Under § 12-2(a)(1), the name of a candidate who seeks the nomination of a major party is placed on the primary ballot by the Secretary of State “when he has determined . . that the candidate’s candidacy is generally advocated or recognized in the news media throughout the United States or in Maryland . ..,” subject to withdrawal by the candidate. Even if the Secretary of State might properly conclude not to direct inclusion of the name of a candidate on the ballot, because the Secretary has knowledge that the candidate is also seeking access to the general election ballot by petition under § 7-1(a), the candidate who seeks the nomination of a major party may also gain access to the primary ballot by petition under § 12-2(a)(2). Under that statute, he need only pay the prescribed fee and file the required petition, supported by only four hundred of the registered voters within each congressional district, not later than fifty-three days before the primary election.

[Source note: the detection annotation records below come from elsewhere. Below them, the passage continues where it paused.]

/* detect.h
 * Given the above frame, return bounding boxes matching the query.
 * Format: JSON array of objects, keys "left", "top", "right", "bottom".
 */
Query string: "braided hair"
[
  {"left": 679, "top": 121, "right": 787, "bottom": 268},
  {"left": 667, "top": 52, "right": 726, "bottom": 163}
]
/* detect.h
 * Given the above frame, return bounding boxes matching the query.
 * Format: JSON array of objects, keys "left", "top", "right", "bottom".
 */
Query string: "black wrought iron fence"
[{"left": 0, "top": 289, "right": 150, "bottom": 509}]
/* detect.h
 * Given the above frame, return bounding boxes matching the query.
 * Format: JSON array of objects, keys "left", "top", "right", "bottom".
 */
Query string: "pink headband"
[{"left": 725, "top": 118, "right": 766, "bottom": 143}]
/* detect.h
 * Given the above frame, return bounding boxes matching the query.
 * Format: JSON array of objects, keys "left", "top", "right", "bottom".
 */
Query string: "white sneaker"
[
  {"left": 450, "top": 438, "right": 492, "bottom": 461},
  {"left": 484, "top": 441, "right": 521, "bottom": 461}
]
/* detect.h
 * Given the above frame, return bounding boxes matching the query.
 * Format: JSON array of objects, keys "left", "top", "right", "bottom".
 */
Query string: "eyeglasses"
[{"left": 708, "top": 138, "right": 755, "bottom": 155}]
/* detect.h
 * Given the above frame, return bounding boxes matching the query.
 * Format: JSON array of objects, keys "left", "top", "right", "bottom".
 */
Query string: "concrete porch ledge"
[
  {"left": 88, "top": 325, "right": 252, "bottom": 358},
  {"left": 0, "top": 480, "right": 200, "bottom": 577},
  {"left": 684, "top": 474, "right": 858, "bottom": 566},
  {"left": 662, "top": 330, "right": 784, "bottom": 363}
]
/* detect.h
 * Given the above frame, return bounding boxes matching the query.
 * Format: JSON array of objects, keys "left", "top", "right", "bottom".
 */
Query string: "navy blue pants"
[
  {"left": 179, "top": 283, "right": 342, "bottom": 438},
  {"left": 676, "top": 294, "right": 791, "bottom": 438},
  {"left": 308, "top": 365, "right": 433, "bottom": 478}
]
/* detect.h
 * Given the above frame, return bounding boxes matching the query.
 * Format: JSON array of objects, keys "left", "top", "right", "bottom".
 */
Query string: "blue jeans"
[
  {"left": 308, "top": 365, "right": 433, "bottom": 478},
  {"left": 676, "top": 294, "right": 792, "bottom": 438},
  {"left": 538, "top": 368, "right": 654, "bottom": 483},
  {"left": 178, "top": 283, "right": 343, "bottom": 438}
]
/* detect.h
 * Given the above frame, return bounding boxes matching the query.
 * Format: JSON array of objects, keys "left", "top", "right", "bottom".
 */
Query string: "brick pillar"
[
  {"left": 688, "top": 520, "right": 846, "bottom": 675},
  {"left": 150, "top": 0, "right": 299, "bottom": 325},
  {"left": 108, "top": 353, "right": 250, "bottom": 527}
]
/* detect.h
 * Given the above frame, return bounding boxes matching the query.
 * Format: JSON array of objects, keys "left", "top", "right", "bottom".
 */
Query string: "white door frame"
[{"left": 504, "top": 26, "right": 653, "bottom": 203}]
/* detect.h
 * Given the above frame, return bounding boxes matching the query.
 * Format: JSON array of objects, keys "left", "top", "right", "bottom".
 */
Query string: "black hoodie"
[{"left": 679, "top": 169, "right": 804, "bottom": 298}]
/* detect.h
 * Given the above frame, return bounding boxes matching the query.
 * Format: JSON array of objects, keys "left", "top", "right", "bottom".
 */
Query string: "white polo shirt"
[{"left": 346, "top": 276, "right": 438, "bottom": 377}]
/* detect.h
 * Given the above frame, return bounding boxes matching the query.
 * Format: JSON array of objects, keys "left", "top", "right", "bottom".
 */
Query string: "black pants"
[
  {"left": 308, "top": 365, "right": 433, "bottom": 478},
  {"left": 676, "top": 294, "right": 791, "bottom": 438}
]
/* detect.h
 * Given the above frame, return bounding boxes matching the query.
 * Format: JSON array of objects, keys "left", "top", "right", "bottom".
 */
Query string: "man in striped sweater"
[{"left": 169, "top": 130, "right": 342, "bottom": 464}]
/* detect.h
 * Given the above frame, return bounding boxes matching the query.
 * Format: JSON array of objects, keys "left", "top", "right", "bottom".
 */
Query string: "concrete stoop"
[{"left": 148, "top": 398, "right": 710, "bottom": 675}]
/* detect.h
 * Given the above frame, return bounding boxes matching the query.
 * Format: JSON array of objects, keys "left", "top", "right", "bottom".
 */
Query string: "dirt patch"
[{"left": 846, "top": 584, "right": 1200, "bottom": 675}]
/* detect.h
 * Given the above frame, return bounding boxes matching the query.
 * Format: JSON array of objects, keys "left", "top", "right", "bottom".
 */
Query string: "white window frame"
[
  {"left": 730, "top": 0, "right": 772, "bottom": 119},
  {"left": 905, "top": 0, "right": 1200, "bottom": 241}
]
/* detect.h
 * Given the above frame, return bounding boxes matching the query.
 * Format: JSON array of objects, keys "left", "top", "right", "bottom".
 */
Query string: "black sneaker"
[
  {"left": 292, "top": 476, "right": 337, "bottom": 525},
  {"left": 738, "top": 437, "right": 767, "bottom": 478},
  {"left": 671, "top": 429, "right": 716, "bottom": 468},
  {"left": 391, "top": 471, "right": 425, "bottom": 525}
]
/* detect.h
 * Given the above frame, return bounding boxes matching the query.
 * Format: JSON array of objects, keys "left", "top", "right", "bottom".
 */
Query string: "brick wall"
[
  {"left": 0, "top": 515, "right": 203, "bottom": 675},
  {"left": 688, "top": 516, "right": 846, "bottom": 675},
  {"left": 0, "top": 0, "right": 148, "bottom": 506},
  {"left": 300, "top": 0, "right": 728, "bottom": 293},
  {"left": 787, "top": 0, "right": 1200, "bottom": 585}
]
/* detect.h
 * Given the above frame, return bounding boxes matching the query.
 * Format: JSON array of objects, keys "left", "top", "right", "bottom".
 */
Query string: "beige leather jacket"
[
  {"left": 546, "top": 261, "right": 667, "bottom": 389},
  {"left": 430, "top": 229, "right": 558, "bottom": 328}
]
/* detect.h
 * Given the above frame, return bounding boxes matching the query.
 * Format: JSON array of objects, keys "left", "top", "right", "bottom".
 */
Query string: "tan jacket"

The eligibility requirements of a candidate to seek nomination by petition under § 7-1 are stated in the disjunctive. The pertinent one is “[a] candidate for any public office . . . who is a member of or affiliated with a partisan organization which is not a political party .... ” The term “partisan organization” is defined by § 1-1(a)(12) to mean “any combination of two or more persons formed for the purpose of assisting the promotion of the success or defeat of any candidate, political party, principle or proposition to be submitted to a vote at any election.” Thus, it is entirely possible for a person to be a member of a political party and to be a member of or affiliated with a partisan organization simultaneously. A hypothetical example would be a person who was registered as a member of a major political party and who, desiring to be elected president, also affiliated himself with or joined a group formed for the sole purpose of advancing his candidacy. There is nothing that we perceive or to which Maryland points to prevent a voter or a candidate from being a member of a major party and a member of or affiliated with a partisan organization simultaneously: hence our conclusion that under the Maryland statutes a candidate may obtain access to his party’s ballot for the presidential primary and simultaneously obtain access to the presidential general election ballot.

. Maryland argues that a candidate could not seek both routes to the ballot as a practical political matter. Assessing the “political realities” of a statutory scheme is an appropriate inquiry in evaluating the burden of the scheme, but it plays no part in determining whether the statute serves a substantial state interest.